In [19]:
from gensim.models import Word2Vec
import multiprocessing
import pickle
import pandas as pd
import os
from time import time
import logging
logging.basicConfig(format="%(levelname)s - %(asctime)s: %(message)s", datefmt= '%H:%M:%S', level=logging.INFO)

In [3]:
#defining an iterator that reads the txt file line by line, converts all the letters to lowercase and 
#splits them on whitespace, creating a list of tokens for each tweet. The final corpus is thus a list of lists

In [4]:
class MyCorpus:
    
    def __init__(self, file):
        self.file = file
        
    def __iter__(self):
        with open(self.file, encoding = "utf-8") as f:
            for row in f:
                _row = row.lower().split()
                yield _row

In [5]:
#creating the corpus as an iterator

In [None]:
sentences = MyCorpus("word2vec_tweets.txt")

In [6]:
#initializing the word2vec model with context_window = 1, vector_size = 300

In [20]:
cores = multiprocessing.cpu_count()
w2v_model = Word2Vec(
    min_count = 20,
    window = 1,
    vector_size = 300,
    sample = 6e-05,
    alpha = 0.03,
    min_alpha = 0.0007,
    negative = 20,
    workers = cores - 2,
    ns_exponent = 0.75,
    sg = 0)

INFO - 14:44:53: Word2Vec lifecycle event {'params': 'Word2Vec<vocab=0, vector_size=300, alpha=0.03>', 'datetime': '2023-03-31T14:44:53.150452', 'gensim': '4.2.0', 'python': '3.8.13 (default, Mar 28 2022, 06:59:08) [MSC v.1916 64 bit (AMD64)]', 'platform': 'Windows-10-10.0.19044-SP0', 'event': 'created'}


In [21]:
#building the vocabulary

In [None]:
t = time()
w2v_model.build_vocab(sentences, progress_per = 10000)

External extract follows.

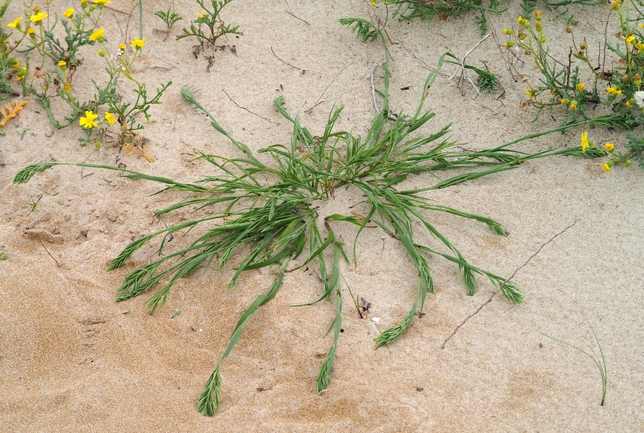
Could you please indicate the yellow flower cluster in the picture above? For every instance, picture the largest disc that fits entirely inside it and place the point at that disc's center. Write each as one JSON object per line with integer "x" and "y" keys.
{"x": 89, "y": 120}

print("time to build vocab: {} mins".format(round((time() - t)/60, 2)))

In [23]:
#training the word2vec model

In [None]:
t = time()
w2v_model.train(sentences, total_examples = w2v_model.corpus_count, epochs = 30, report_delay = 1)

print("time taken to train model: {} mins".format(round((time() - t)/60, 2)))

In [24]:
#saving the word2vec model to disk

In [None]:
pickle.dump(open("wv_model.pkl", "wb"))

In [25]:
#if you are replicating the full thesis workflow, you need to save this model in the folder containing 
#the code and files for the sentiment analysis task as well